In September, Mandelson announced 60% of the board’s members must be independent, representing consumers and public interest.

At the same time, he confirmed that the DTI was putting forward a bill to allow firms of accountants to register as limited liability partnerships.

But the profession will pay a price. Firms registering as LLPs must prepare plc-style accounts and must also introduce appropriate insolvency cover.

Accounting standards 1998 was a watershed for accounting standards, both internationally and in the UK, as drafting committees at the International Accounting Standards Committee and the Accounting Standards Board went into overdrive.

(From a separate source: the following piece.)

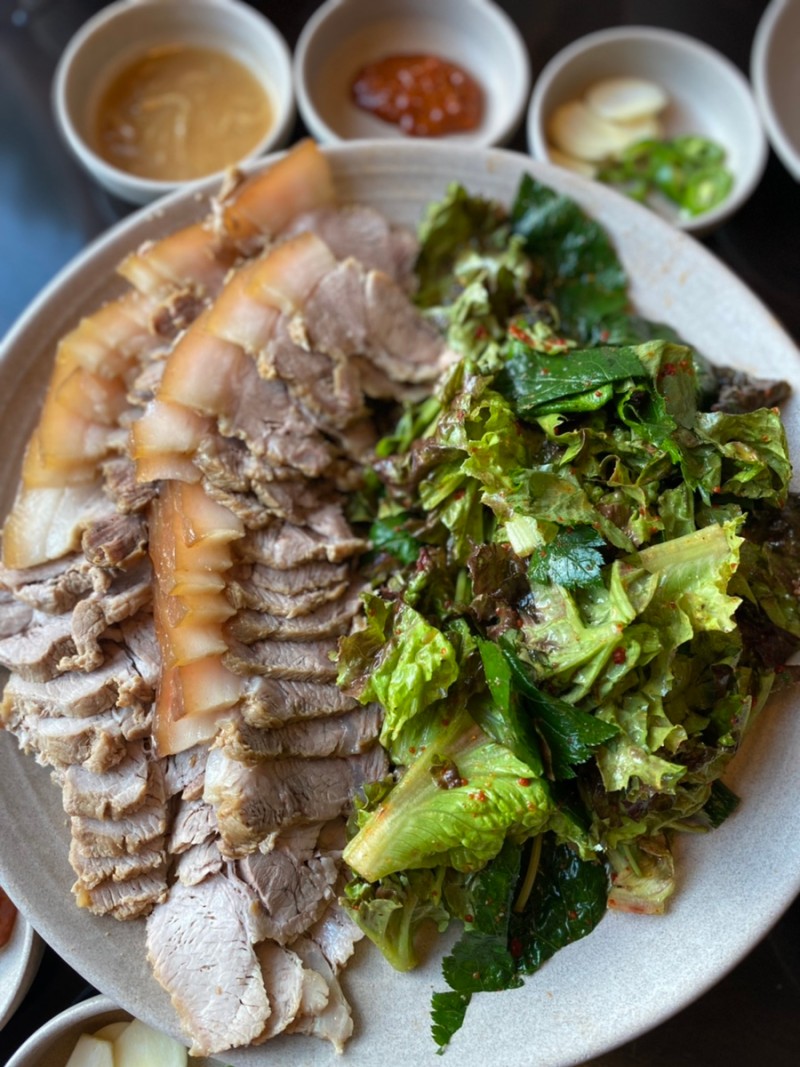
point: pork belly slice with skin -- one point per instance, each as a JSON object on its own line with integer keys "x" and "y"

The IASC board meeting in Frankfurt on 14-16 December saw the culmination of a five-year marathon to prepare a core package of international standards. The final deadline may have slipped a few months, but if this ‘universal passport’ is completed and accepted by the international stock exchange body IOSCO, companies will be able to prepare their accounts following IAS guidance and use them to seek listings on capital markets in other countries.

The ASB came out with four full financial reporting standards, plus an amendment to FRS 5. A close examination of this year’s crop of FRSs and IASs reveals some notable overlaps – FRS 12 on provisions and FRS 14 on earnings per share are almost identical to their IAS equivalents. Differences remain in how UK accountants handle associates and joint ventures (FRS 9) and impairment and goodwill (FRS 10). The ASB broke more significantly with international consensus on how to value pension funds and openly expressed its preference for a ‘long-term’ financial instruments standard rather than the ‘interim’ version agreed by the IASC.